Remove unused dependency.

sivachandra added inline comments.Apr 28 2023, 10:28 PM
libc/startup/gpu/amdgpu/start.cpp
61

Nit: Explicit namespace scoping to make it clear to the reader which atexit is being called: __llvm_libc::atexit.

67

Can this be avoided at all? As in, if there are globals that have to be initialized on the GPU, then all threads have to wait until they can start using those globals?

sivachandra accepted this revision.Apr 28 2023, 10:28 PM
This revision is now accepted and ready to land.Apr 28 2023, 10:28 PM
JonChesterfield requested changes to this revision.Apr 28 2023, 11:49 PM

Counting on the global looks like a DIY barrier, which is ok, but I can't see anything that stops reordering of operations past the initialisation code run on thread zero.

libc/startup/gpu/amdgpu/start.cpp
71

This is missing a fence. Noth

This revision now requires changes to proceed.Apr 28 2023, 11:49 PM
jhuber6 marked an inline comment as done.Apr 29 2023, 4:11 AM

Counting on the global looks like a DIY barrier, which is ok, but I can't see anything that stops reordering of operations past the initialisation code run on thread zero.

Obviously we need the DIY barrier because there's no built-in functionality to globally sync on the device. Once the globals have been initialized I simply assume that they'll call main in an orderly fashion and then we wait again at the barrier before finishing.

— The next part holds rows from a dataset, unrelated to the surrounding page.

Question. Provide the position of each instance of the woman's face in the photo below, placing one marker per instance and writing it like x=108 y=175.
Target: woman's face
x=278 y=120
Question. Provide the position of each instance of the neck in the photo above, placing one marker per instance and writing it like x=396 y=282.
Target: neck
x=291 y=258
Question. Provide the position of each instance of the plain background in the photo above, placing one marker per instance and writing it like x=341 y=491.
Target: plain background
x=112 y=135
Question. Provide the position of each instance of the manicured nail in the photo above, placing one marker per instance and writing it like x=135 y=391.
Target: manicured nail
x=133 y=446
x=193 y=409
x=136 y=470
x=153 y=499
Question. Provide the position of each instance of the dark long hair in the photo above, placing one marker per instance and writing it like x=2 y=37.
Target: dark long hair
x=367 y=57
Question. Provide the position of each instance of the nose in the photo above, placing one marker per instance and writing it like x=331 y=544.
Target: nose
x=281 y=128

libc/startup/gpu/amdgpu/start.cpp
67

Generally I just assume it's unsafe to have any GPU threads calling main before we've run all the global constructors. We could reduce this to a regular sync if we placed every global object in thread shared memory however. Then this would be a simple gpu::sync_threads. But that would require modifying the source to put [[clang::addressspace(3)]] around everything, which is a pretty scarce resource.

71

The implementation of sync_threads has a fence.

JonChesterfield resigned from this revision.Apr 29 2023, 6:27 AM
This revision is now accepted and ready to land.Apr 29 2023, 6:27 AM
This revision was automatically updated to reflect the committed changes.
jhuber6 added inline comments.Apr 29 2023, 7:14 AM
libc/startup/gpu/amdgpu/start.cpp
67

Another solution here is to have a separate kernel that we call to do the initialization and then we call main. Generally it thwarts a few optimizations to have global state shared between kernel calls, but I don't think we care about that here. I'll make a patch to do that instead sometime in the future rather than having a weird global barrier the hardware doesn't support. That should allow us to run tests on a fully saturated GPU.